Both property and liability policies contain provisions that require the insured to provide its carrier with timely notice of a claim, but cases in which late notice is used as a basis for denying coverage often leave the insurer in an unflattering light. It is not always apparent that the late notice has made any actual difference to the insurer. Consequently, even though most notice provisions are written as strictly as possible, making timely notice a condition precedent to coverage, a majority of courts will enforce them only where the insurer has been prejudiced by the insured’s delay—and a majority of those courts place the burden of proving prejudice on the insurer. A recent Florida appellate decision bucks this trend, and it also illustrates the way in which the courts’ concept of “prejudice” might be unduly narrow.
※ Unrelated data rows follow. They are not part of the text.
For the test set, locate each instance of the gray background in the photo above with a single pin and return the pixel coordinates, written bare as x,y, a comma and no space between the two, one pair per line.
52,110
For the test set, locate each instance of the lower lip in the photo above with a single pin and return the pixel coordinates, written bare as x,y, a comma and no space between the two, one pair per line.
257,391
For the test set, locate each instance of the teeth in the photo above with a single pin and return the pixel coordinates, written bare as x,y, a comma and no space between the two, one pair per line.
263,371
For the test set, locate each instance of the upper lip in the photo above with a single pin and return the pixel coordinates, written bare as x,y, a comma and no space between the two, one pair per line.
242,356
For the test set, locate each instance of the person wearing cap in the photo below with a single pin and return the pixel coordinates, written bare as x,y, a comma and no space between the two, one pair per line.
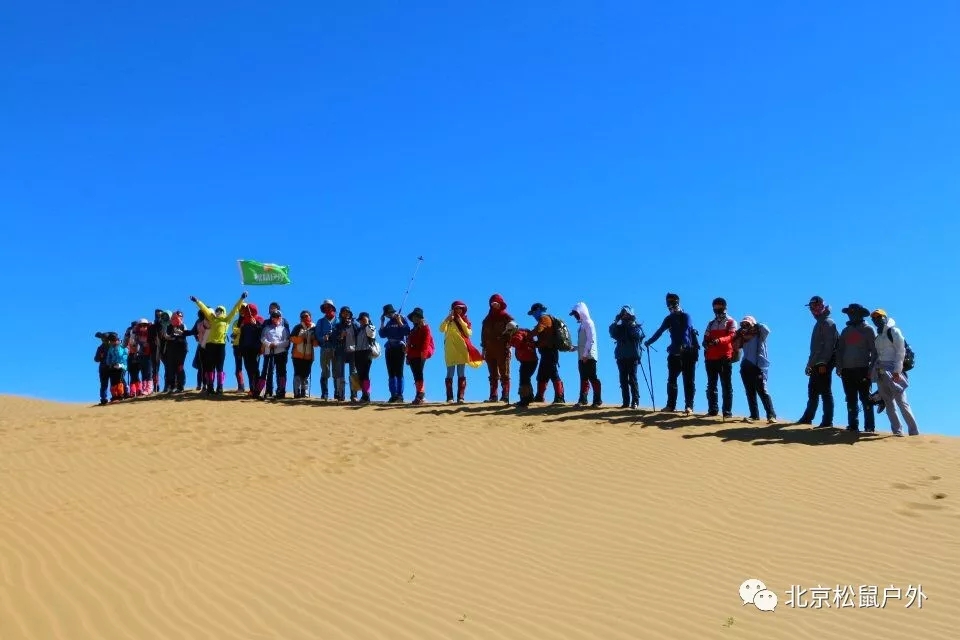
274,343
139,362
493,346
323,331
116,362
343,337
100,357
363,357
891,378
175,353
718,358
395,329
304,343
199,331
161,319
458,350
628,336
237,354
751,339
215,349
525,350
251,331
420,347
587,353
682,354
820,364
549,369
856,356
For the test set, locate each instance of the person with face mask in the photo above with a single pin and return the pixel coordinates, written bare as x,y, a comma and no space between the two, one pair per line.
820,363
343,337
628,336
396,329
754,367
856,357
216,349
251,330
682,354
889,374
304,342
458,350
323,332
587,353
175,353
275,341
494,347
718,358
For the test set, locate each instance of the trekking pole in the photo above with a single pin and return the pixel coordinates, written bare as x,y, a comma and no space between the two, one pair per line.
650,383
410,285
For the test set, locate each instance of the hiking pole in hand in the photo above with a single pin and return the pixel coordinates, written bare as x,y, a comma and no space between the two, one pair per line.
410,285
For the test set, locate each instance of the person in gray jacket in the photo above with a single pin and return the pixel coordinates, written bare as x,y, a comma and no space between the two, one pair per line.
856,357
820,364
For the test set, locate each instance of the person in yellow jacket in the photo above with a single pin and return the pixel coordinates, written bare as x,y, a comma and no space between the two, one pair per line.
215,351
458,351
237,356
304,343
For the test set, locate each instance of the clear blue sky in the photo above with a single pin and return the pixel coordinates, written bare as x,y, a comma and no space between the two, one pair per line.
550,151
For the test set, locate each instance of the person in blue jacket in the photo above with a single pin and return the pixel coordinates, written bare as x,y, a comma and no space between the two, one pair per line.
682,354
344,340
323,332
116,362
628,335
395,329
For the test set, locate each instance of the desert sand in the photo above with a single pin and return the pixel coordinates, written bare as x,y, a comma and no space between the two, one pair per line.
195,518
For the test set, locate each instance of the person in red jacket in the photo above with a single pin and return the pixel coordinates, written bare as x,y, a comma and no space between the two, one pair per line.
419,349
493,345
718,358
525,350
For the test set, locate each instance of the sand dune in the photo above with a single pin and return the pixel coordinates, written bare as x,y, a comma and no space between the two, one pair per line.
235,519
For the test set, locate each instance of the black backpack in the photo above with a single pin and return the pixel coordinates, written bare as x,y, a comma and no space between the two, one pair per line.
908,355
561,336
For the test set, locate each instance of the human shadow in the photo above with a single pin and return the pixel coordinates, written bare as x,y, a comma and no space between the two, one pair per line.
782,433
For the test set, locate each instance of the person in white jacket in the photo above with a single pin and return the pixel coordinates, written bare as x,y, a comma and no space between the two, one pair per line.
275,340
889,375
587,354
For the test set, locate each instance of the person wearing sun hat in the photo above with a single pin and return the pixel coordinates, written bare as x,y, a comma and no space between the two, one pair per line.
856,355
820,363
754,367
891,379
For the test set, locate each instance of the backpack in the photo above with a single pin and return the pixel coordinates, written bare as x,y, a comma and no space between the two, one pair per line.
561,336
908,355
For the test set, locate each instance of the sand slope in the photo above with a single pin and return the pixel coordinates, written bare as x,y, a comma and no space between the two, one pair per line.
235,519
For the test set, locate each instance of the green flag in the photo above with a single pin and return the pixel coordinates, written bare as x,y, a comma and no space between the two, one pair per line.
263,273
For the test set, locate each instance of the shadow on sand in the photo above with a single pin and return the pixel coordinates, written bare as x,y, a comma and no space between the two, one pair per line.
787,433
780,433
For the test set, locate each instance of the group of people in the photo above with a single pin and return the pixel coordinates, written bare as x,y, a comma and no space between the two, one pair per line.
347,346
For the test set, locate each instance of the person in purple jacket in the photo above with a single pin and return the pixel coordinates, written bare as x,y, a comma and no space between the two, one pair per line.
682,354
395,328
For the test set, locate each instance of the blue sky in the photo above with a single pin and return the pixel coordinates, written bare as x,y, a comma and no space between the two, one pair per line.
549,151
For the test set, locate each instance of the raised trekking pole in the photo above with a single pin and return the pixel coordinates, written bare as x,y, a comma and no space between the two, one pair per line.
650,383
410,285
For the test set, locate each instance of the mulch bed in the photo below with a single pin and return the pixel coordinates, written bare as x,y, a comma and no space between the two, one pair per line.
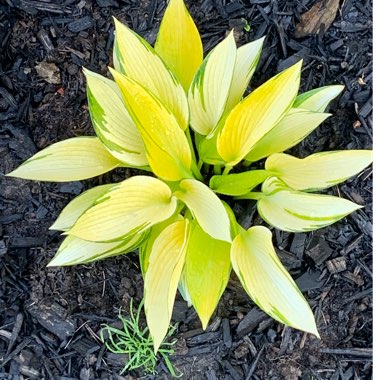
49,318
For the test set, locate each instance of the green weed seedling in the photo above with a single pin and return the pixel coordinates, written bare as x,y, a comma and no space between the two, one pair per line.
137,344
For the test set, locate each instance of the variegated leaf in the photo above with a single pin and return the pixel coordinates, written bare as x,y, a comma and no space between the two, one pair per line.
267,282
257,114
210,88
130,207
112,122
320,170
295,211
134,57
206,207
206,272
297,124
70,214
69,160
166,146
162,277
181,50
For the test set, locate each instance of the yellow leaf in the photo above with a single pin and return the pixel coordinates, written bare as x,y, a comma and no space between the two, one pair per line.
166,146
257,114
317,100
74,251
267,282
238,184
206,207
288,132
130,207
295,211
70,214
146,248
181,50
247,58
320,170
162,277
111,120
209,90
69,160
206,272
134,57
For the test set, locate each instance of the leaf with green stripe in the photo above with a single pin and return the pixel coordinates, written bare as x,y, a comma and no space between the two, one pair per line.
128,208
70,214
210,88
69,160
320,170
162,277
289,131
112,122
74,251
166,146
296,211
206,271
182,50
267,282
247,58
240,183
257,114
134,57
206,208
318,99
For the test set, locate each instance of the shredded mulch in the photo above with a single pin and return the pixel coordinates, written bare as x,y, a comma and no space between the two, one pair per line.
50,318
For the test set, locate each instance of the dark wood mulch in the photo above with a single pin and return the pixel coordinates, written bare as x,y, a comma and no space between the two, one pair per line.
49,318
Cases in which an insured has provided late notice of a claim are generally seen to raise competing principles that the Supreme Court of Connecticut summed up in this way, in Aetna Cas. and Sur. Co. v. Murphy, 538 A.2d 219, 221 (Conn. 1988):
On the one hand, the law of contracts supports the principle that contracts should be enforced as written, and that contracting parties are bound by the contractual provisions to which they have given their assent. . . .On the other hand, the rigor of this traditional principle of strict compliance has increasingly been tempered by the recognition that the occurrence of a condition may, in appropriate circumstances, be excused in order to avoid a “disproportionate forfeiture.”
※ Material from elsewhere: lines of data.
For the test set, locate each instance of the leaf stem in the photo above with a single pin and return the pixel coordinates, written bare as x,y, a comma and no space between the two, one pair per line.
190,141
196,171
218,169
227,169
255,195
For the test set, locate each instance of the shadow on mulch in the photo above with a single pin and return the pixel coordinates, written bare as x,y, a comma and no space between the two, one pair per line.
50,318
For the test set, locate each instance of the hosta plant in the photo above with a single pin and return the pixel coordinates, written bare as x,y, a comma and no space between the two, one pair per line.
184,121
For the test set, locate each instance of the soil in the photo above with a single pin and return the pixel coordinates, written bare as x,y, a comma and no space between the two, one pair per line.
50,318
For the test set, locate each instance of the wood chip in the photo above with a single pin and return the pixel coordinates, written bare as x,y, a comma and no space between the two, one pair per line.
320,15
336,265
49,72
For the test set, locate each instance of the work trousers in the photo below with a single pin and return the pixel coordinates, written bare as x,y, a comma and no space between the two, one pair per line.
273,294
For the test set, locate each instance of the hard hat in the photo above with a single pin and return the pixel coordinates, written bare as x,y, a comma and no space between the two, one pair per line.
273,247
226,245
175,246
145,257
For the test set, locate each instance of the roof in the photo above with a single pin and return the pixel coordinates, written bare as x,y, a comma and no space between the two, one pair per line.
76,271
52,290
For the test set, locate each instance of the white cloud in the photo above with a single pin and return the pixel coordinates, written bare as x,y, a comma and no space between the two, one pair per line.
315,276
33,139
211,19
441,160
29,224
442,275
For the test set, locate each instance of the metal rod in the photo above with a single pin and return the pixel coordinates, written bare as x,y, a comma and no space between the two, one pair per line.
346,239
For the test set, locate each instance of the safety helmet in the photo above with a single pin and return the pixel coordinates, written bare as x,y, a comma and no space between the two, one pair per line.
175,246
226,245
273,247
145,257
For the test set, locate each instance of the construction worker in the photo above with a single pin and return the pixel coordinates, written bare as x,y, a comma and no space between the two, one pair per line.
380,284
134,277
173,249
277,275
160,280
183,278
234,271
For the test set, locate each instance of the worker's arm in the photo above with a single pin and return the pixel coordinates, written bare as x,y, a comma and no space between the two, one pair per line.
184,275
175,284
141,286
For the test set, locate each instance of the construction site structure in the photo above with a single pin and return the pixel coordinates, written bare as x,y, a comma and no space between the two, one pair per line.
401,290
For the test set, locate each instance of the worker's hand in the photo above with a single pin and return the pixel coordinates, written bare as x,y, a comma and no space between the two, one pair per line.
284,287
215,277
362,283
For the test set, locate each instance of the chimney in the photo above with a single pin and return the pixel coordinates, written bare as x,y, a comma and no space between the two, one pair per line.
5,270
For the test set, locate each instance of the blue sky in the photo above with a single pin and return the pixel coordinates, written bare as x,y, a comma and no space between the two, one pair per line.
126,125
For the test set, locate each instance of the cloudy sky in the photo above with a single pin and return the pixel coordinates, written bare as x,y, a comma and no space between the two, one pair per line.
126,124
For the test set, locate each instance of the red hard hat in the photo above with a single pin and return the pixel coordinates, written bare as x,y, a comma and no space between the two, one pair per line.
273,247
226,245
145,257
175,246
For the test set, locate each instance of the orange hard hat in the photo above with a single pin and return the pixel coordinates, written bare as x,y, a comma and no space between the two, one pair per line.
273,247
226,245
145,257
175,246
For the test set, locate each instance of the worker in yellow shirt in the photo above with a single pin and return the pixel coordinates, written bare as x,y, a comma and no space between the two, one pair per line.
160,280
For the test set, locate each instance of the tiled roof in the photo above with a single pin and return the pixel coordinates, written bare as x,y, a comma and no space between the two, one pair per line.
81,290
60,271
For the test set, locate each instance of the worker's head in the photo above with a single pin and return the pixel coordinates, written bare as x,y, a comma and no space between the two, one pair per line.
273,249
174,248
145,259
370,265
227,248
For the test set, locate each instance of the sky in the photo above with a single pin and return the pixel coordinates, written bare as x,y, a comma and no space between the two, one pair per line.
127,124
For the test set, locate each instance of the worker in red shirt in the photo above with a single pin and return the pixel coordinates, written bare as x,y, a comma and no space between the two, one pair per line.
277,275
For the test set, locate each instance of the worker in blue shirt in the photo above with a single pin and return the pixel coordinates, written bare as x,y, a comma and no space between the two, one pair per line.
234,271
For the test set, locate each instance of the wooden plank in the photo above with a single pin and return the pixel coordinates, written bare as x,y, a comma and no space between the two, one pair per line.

In Murphy, the court refused to enforce the notice provision strictly as a condition precedent, but it also rejected a rule that had been adopted in 18 states, and which required an insurer seeking to avoid coverage to prove it had been prejudiced by the late notice. Connecticut opted for a middle ground, under which an absence of prejudice would act to cure late notice, but the burden of proving that absence of prejudice was on the insured.
In the years since Murphy was decided, the landscape changed, and fully half of the states placed the burden of proving prejudice on the insurer. Last year, in Arrowood Indem. Co. v. King, 39 A.3d 712, 726-27 (Conn. 2012), Connecticut hopped on the bandwagon:
As we recognized in Murphy, the task of proving a negative is an inherently difficult one. . . Imposing this difficult task on the insured—the party least well equipped to know, let alone demonstrate, the effect of delayed disclosure on the investigatory and legal defense capabilities of the insurer—reduces the likelihood that the fact finder will possess sufficient information to determine whether prejudice has resulted from delayed disclosure. . . . [W]e now join the overwhelming majority of our sister states in adopting a rule that facilitates informed determinations of prejudice by incentivizing insurers to bring evidence of prejudice, should it exist, to the court’s attention.
This month, a case out of Florida showed the limits of this analysis. The plaintiff in 1500 Coral Towers Condominium Ass’n, Inc. v. Citizens Property Ins. Corp. No. 3D12-132 (Fla. App. Apr. 3, 2013), is a condominium association, whose building sustained damage to its roof during Hurricane Wilma in 2005. Without notifying its property insurer, the association repaired the building’s elevator, roof and surrounding walls. But the roof continued to leak, and the association finally determined—five years after the storm—that it would have to be replaced, at a cost of about $250,000.
The plaintiff explained that it had not provided timely notice to the insurer, because it originally believed that the damage would be “far below the deductible” in its policy. “Had the damages revealed themselves to [be] near or [to] exceed the deductible,” the plaintiff asserted, “Coral Towers would obviously have informed the insurance company.” The plaintiff did not say that it chose to remain silent so as to avoid having its Wilma experience affect the rating of its policy on renewal, but that certainly appears to be what happened. And that fact points out an aspect of the notice issue that the Connecticut court failed to address: Even if the insurer was not prejudiced with respect to this particular claim, it will suffer prejudice in the long run, in the form of less accurate underwriting, if insureds have no incentive to report potentially serious losses.
Florida courts generally enforce notice provisions, unless the insured can establish an absence of prejudice. The court in 1500 Coral Towers adhered to this rule and affirmed an award of summary judgment to the insurer. Although the plaintiff submitted the opinion of one of its engineers that the late notice did not frustrate the underlying purpose of the notice requirement, the court found the statement “conclusory” and held that it was inadequate to overcome the presumption of prejudice.